How are we going to improve the outcomes of a patient with multiple myeloma? We need to provide novel maintenance or consolidation therapy that depends on enhancing the immune system of the patient. For example, CAR T cells have been very promising in relapsed/refractory myeloma. Why do we wait until the patient is very hard to treat and has disease all over, outside the bone marrow? For these patients who we consider high-risk myeloma patients, we are going to offer them CAR T-cell therapy early in the course of their treatment, where the goal is not just to give remission but to give him a minimal residual disease-negative status. That’s when you start curing patients, when they are MRD-negative.
CAR T-Cell Therapy & Leukemia and Lymphoma
At IU Health we brought on CAR T cells right away, when they became available. We were the only team offering this therapy here, in Indiana. Our goal is to offer the commercial products for CAR T cells that provide control of relapsed lymphoma and acute lymphoblastic leukemia, but we’re actually going further at IU Health. Our goal is to really optimize CAR T cells. The problem with CAR T cells today is the specificity, the safety, the durability. What we’re doing here is we have an active research program. The goal of the program is to try to improve on these things. If the product is not safe, that’s not good. If the product is not lasting, that’s not good. Our goal is to optimize CAR T cells, and we are doing that.

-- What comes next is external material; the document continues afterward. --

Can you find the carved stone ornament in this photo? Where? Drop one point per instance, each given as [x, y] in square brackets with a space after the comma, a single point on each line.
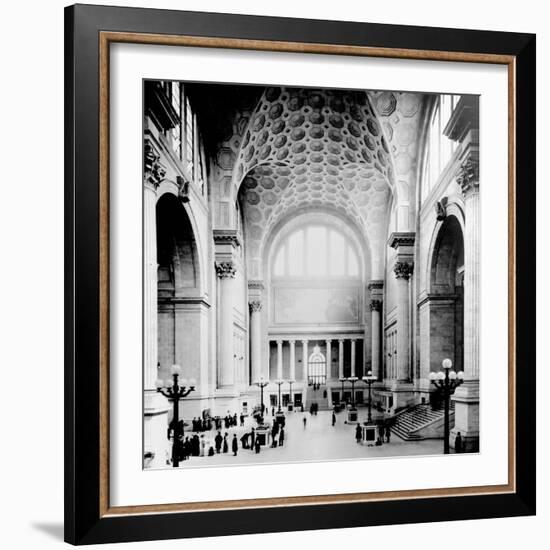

Here at IU Health we have, again, a team of physicians who are not just specialized in modality. They really understand the disease. When somebody comes to see me, or when I treat patients with multiple myeloma, I’m not just thinking about stem cell transplant. I’m thinking about every aspect of myeloma.
The same thing with lymphoma. We have experts on lymphoma. We have experts on leukemia. We have experts on transplant. We have experts on germ cell tumors. So what we have is a multidisciplinary team. We know how to do stem cell transplantation very well. We know how to treat a disease very well.
That’s where we offer great service to our referring physician. We will look at the whole patient, the disease, and try to find the best treatment for that patient. We also have clinical trials available with novel agents that may not be available everywhere. Our team is thinking about how we can get rid of these diseases all the time.